Earlier, on Day- 1 of the session Shri Kailash Kumar Aggarwal Joint Secretary (Sagarmala), Ministry of Shipping, suggested that the SAGARMALA project, the flagship initiative of the Central government, would help achieve Blue Economy – sustainable development of oceans and water body resources, and significant reduction in logistics cost. Shri Aggarwal said port-led development and inland waterways were being encouraged to help save Rs. 35,000 crore per annum in terms of logistics cost and increase the share of water-borne transport with a freight modal mix from 6 to 12 per cent.  He said under SAGARMALA, the government wanted to take up various projects in the next 20 years.
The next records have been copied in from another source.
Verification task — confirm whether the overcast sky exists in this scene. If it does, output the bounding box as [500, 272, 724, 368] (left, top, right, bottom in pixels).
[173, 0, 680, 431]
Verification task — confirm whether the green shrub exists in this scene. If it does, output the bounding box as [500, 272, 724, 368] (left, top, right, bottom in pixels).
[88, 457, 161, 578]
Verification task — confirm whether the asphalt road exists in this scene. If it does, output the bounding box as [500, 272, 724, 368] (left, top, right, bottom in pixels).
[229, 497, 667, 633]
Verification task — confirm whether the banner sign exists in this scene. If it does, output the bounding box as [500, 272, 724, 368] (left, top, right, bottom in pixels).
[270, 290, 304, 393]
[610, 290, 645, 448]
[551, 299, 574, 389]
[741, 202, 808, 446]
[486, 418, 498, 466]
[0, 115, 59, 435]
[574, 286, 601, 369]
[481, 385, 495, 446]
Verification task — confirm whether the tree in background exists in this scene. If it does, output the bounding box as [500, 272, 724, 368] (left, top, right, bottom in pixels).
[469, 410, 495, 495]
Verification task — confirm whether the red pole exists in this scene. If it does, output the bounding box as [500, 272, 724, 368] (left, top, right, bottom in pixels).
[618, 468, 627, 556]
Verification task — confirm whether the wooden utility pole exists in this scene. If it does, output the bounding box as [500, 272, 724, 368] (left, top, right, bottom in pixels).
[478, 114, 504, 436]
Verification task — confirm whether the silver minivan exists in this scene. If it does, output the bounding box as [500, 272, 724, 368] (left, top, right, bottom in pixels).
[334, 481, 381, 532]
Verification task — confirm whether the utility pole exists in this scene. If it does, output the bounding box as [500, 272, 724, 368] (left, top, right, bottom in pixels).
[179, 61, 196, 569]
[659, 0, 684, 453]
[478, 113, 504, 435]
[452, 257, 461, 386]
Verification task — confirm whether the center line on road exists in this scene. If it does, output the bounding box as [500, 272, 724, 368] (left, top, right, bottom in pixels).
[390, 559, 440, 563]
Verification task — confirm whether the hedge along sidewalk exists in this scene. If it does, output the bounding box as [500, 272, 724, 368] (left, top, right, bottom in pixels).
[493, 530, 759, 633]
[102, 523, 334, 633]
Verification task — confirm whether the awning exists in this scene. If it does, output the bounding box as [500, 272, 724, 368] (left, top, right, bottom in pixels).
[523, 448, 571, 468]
At the end of the day it was agreed up on that the Port and Coastal Sector play a key role in a country’s economic and social development.  It was also felt that as sea-borne trade grows, there is a need to modernize and develop ports for efficient capacity utilization.  Use of advanced technology for ship building and repairing besides improving overall coastal infrastructure assumed significance during the discussions.


During the valedictory Shri Shakil Alam, Director, M/o Finance and Dr. Vishwapati Trivedi, Former Secretary, M/o Shipping summed up the two-day session and Dr. Shailesh Nayak, Former Secretary, M/o Earth Sciences delivered the Valedictory Address. 


The event concluded with Shri G. Murali Krishna, Chairman CII-Visakhapatnam giving the vote of thanks.